The core crew has about 50 members, but the importance of security means 
that all Google employees involved in product development have a 
responsibility to make their technologies safe.

"The Google way of doing things is to get really smart people and make 
it very easy for them to do the right thing and kind of hard to do the 
wrong thing," Merrill said. "We have imprinted these really brilliant 
engineers at all levels, fresh out of college all the way up to very 
senior people, with a particular way of building code."


The hyper speed of Web development

If Google's approach toward security is unique, perhaps the reason is 
that it is the only company among its immediate rivals that grew up in 
the Web 2.0 era, which was founded on a philosophy of openness and 
sharing that is stretching the boundaries of what Web sites can do--and 
how they can protect themselves.

Today's hyper speed of Web development from all corners of cyberspace, 
not just R&D staffs employed by corporations, has changed the notion of 
digital security from the days of desktop computing. Microsoft, for 
example, has been developing desktop software since it was founded in 
1975, but it's come to learn security lessons the hard way.

"There is a lot more history in building client-side applications and 
with history, with practice, the science gets better," Merrill said. 
"We're much farther up that curve with traditional desktop applications 
than we are yet with Web applications."

Web security does build on established computing principles of 
application design and creation, such as input validation and the 
principle of least privilege, a widely recognized design consideration 
to enhance the protection of data and functionality from faults and 
malicious behavior.
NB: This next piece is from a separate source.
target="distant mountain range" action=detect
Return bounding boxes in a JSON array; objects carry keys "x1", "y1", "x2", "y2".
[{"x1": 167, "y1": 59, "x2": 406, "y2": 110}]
But because the unprecedented level of Web 2.0 
interactivity and development is still so new, the security implications 
aren't always clear; sometimes, it can actually make security easier.

One benefit of Web applications is that patching is much easier than 
traditional PC or server applications. Fixes don't need to be tested on 
multiple versions of an operating system, as Google knows exactly what 
its infrastructure is.

The security process has been in place since Google's early days as a 
search company, Merrill said. Priorities didn't change much as the 
company grew to be a provider of many other services, including e-mail, 
calendaring, advertising, online payments and Google Maps, one of the 
first Web applications to showcase the benefits of Ajax development 
techniques to a broad audience when it was launched in 2005.

"It has been built into our code from early on, mostly because we 
realize that users' search data is extremely private to them." Merrill 
said. "Security has been in our DNA from the start, particularly once we 
started doing the advertising work and had advertisers' credit cards and 
other important data."

Google has multiple processes to lock down its products. All developers 
are taught Google's coding style, which includes many security 
principles. All code is reviewed by another developer and run through a 
scrubbing tool, aptly called "Lemon," before it is submitted in final 
form.

Particularly sensitive code, such as for billing applications, is 
created with extra care and then reused. A developer won't write new 
billing code for a new application.

Even so, much of the Google security team's time is still spent dealing 
with bugs in applications--and it relies on the Web at large to help 
hunt them down. When flaws are discovered, Google has a system in place 
for outside bug hunters to report them.

Google is the only big Web player that has a special page that 
acknowledges security researchers for reporting vulnerabilities. Bugs 
that are found get fixed; if the problem is of a new type, it is added 
to Lemon to prevent it in the future.

"We're going to find them all, but it is going to be awhile. Until we 
find them all, new bugs will happen," Merrill said. "As long as we all 
work together, we can manage the damage done by these bugs."